Ils descendaient alors l’escalier menant à la cuisine. Charlotte s’arrêta à mi-chemin :

— Il semble que je doive vous remercier mais... pour quelle raison cette surveillance ?

Il s’immobilisa à son tour et se tourna vers elle :

— Ce sont d’abord les ordres de M. de La Reynie. Il estime que vous avez subi suffisamment de mauvais coups du sort pour que l’on n’essaye pas de vous en éviter d’autres. Et puis... j’aime énormément Mlle Léonie !

— Elle seulement ?

La petite phrase était sortie spontanément. S’apercevant qu’elle lui avait échappé, la jeune femme s’empourpra en se traitant mentalement de folle ! Qu’avait-elle à se soucier des sentiments de cet homme dont tout la séparait déjà depuis leur première rencontre et plus encore à présent que Louvois l’avait en quelque sorte marquée d’un sceau d’infamie. Elle n’avait plus le droit de laisser parler l’amour profond qu’elle éprouvait pour lui. L’honnête homme qu’il était ne pourrait plus que mépriser ce que la brutalité d’un autre avait fait d’elle: une de ces créatures. Comme la Cour en brassait à la pelle, que le mariage n’empêchait pas de passer d’amant en amant.

Descendu à deux marches d’elle, il la regardait comme s’il cherchait à fouiller son cœur. Elle voulut détourner la tête, continuer son chemin, mais de ses deux mains il la retint et la fit remonter à sa hauteur :

— Comme si vous ne saviez pas que je vous aime à en mourir ! murmura-t-il.
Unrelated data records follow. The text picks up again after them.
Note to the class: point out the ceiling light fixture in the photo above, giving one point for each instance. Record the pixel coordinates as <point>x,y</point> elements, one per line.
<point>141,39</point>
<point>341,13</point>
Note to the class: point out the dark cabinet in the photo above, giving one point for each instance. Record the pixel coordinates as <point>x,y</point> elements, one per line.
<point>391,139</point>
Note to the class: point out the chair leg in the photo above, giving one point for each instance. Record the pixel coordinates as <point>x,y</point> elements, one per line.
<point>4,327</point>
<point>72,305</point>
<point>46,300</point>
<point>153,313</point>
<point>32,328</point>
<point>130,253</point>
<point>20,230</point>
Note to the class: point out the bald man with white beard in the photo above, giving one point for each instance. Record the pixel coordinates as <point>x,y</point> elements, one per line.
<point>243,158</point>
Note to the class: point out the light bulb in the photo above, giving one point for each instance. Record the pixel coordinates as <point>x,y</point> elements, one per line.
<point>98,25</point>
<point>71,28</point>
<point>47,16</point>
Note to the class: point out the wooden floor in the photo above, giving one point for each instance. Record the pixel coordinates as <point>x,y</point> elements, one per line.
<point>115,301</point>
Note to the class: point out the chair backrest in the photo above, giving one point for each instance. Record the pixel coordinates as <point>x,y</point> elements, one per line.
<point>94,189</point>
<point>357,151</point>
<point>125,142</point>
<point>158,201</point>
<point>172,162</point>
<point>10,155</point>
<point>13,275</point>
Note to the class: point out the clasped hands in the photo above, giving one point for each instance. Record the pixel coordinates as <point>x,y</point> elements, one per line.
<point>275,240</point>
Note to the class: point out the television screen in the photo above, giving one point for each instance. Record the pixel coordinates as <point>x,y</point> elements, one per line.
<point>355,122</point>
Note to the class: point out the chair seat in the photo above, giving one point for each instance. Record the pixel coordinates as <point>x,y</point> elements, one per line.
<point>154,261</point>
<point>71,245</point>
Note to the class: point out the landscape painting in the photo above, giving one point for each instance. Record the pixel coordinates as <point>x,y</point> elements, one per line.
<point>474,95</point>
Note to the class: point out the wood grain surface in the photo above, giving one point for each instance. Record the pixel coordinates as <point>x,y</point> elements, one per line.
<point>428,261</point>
Et soudain, elle fut dans des bras. Une vague de bonheur la submergea tandis qu’il prenait ses lèvres avec une passion qui était le meilleur aveu de ce qu’il avait dû souffrir durant ces mois écoulés. Elle ferma les yeux pour mieux savourer cet instant de paradis, cette divine impression d’être parvenue à sa vraie place après tout ce temps vécu loin de lui. Sentir sa chaleur, sa force, l’amour qu’il osait enfin avouer ! Et puis mourir tout de suite après quand il faudrait bien remonter à la triste réalité ! Mais déjà la magie s’évanouissait. Une voix se fit entendre des profondeurs, les séparant si brusquement qu’elle faillit tomber. Il la retint d’une main ferme et sourit :

— Aucune force au monde ne saurait me contraindre à m'excuser ! murmura-t-il en posant un baiser rapide sur la main qu’il tenait encore.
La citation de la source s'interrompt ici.